Ideally this feature is also supported by the underlying database system. Otherwise, the application would have to load all matching data records from the database, just to filter out the major part of of them, because the user only wanted to see page 3 of 50. A pagination request has two components: a limit and an offset. If a page contains a maximum of 15 items and page 3 is requested, then the limit would be 15 and the offset would be 30 = (page-1) × limit.

PostgreSQL, MySQL, MariaDB

The database systems PostgreSQL, MySQL and MariaDB have a straight forward syntax for pagination: LIMIT {number} OFFSET {number} . So a simple SQL query with pagination might look like this:

SELECT * FROM users ORDER BY name LIMIT 15 OFFSET 30;

Oracle DB

Oracle DB didn’t have a dedicated syntax for pagination before Oracle 12c, but it was still possible to achieve the same result with other means.

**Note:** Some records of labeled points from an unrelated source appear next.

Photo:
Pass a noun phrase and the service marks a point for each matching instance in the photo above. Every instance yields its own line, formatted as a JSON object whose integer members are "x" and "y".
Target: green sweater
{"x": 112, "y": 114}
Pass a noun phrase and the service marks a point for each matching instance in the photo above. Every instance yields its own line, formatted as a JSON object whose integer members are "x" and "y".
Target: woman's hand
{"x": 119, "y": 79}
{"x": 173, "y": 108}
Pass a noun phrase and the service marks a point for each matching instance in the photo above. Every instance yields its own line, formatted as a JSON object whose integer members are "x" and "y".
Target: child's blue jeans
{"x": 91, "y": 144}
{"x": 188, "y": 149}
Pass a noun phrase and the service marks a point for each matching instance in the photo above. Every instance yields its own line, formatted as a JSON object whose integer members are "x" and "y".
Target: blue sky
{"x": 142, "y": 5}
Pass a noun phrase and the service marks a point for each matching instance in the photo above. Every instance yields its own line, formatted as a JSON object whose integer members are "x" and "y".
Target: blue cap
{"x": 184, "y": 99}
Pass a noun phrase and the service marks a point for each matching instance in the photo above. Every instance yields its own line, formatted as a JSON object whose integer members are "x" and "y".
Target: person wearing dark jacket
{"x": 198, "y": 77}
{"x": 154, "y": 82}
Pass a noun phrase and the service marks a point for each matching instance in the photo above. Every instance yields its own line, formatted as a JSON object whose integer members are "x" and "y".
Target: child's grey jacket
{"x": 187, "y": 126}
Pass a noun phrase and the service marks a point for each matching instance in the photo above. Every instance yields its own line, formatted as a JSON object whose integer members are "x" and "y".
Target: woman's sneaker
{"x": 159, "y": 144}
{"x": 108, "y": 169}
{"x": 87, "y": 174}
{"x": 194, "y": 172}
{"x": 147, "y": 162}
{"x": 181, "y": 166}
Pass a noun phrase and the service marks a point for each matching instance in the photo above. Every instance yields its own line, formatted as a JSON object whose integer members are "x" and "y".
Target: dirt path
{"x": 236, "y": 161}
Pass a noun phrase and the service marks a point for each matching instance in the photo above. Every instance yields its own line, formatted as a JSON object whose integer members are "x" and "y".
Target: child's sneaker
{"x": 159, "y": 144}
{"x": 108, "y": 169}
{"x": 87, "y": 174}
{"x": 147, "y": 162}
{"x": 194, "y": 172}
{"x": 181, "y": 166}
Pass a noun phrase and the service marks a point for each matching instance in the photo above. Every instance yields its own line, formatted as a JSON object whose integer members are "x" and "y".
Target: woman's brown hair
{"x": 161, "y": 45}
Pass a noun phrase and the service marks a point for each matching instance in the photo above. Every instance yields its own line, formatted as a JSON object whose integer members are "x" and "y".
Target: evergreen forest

With Oracle 12c a new syntax for pagination was introduced under the name “Row limiting clause”. First I’ll show the old method, then the new syntax.

The old method is based on ROWNUM . If you wanted to specify both an offset and a limit, you had to nest multiple queries:

SELECT *
FROM (SELECT *, rownum AS rnum
      FROM (SELECT *
            FROM users
            ORDER BY name)
      WHERE rownum < 45)
WHERE rnum >= 30;

The newer row limiting clause syntax is shorter and looks as follows:

SELECT * FROM users ORDER BY name
  OFFSET 30 ROWS FETCH NEXT 15 ROWS ONLY;

This syntax also allows the option to specify a percentage of rows instead of a fixed number of rows:

SELECT * FROM users ORDER BY name
  FETCH FIRST 20 PERCENT ROWS ONLY;

MS SQL Server

Microsoft’s SQL Server also supports the Oracle-like syntax with OFFSET and FETCH clauses and recommends the usage of this syntax for pagination.